Thanks a lot for all the advice and explanations.  My system is now back in
working order after hours of recompiling, now I know how to avoid this mess
to begin with!

-jz

-----Original Message-----
From: Charles Swiger [mailto:[EMAIL PROTECTED] 
Sent: Monday, April 19, 2004 2:05 PM
To: Ziller, James
Cc: '[EMAIL PROTECTED]'
Subject: Re: Dependency hell


On Apr 19, 2004, at 2:34 PM, Ziller, James wrote:
> So then is there a way that the ports/package system can automatically 
> handle replacing libfoo.so.3 with libfoo.so.4, so that packages 
> compiled to use libfoo.so.3 can use libfoo.so.4 instead (assuming the 
> new version is
> backward compatable)?

If the new version of the library is backwards-compatible, it ought to 
be installed as libfoo.so.3 (not .4), and yes, the ports system will 
handle such upgrades in place just fine.

In particular, OpenSSL (aka libssl.so.n) is an example of a library 
that has had many bugfiles and updates without changing version numbers 
often.  You don't need to recompile everything that depends on libssl 
when you update libssl.

People (should) only bump shared library numbers when the library's 
interface changes in an incompatible fashion.  When that happens, it's 
a bad idea to try to fake the system out (say by symlinking libfoo.so.3 
to .4): programs tend to crash when you try, or do worse things such as 
corrupt data or mishandle authentication and thus open up a security 
hole.

> Or can the port link against say libfoo.so (which
> should be a symlink to the version of the library that's installed)?

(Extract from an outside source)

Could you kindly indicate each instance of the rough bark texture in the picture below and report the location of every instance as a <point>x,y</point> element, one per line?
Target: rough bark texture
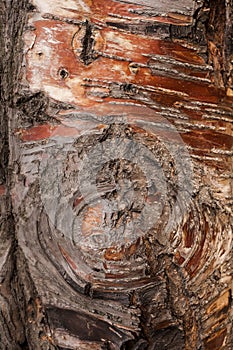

libfoo.so is normally a symlink to the latest version of a particular 
shared library.  A port that genuinely doesn't care which version of 
libfoo you have doesn't need to depend on a particular version #, and 
you'd see a line in the Makefile like:

LIB_DEPENDS=    foo:${PORTSDIR}/misc/foo

...but most ports end up with more specific dependencies (ie, foo.3).

Maintaining backwards compatibility is not a high priority of the ports 
system and the result is that people end up recompiling a lot of stuff, 
but it's not easy to provide better solutions to this problem.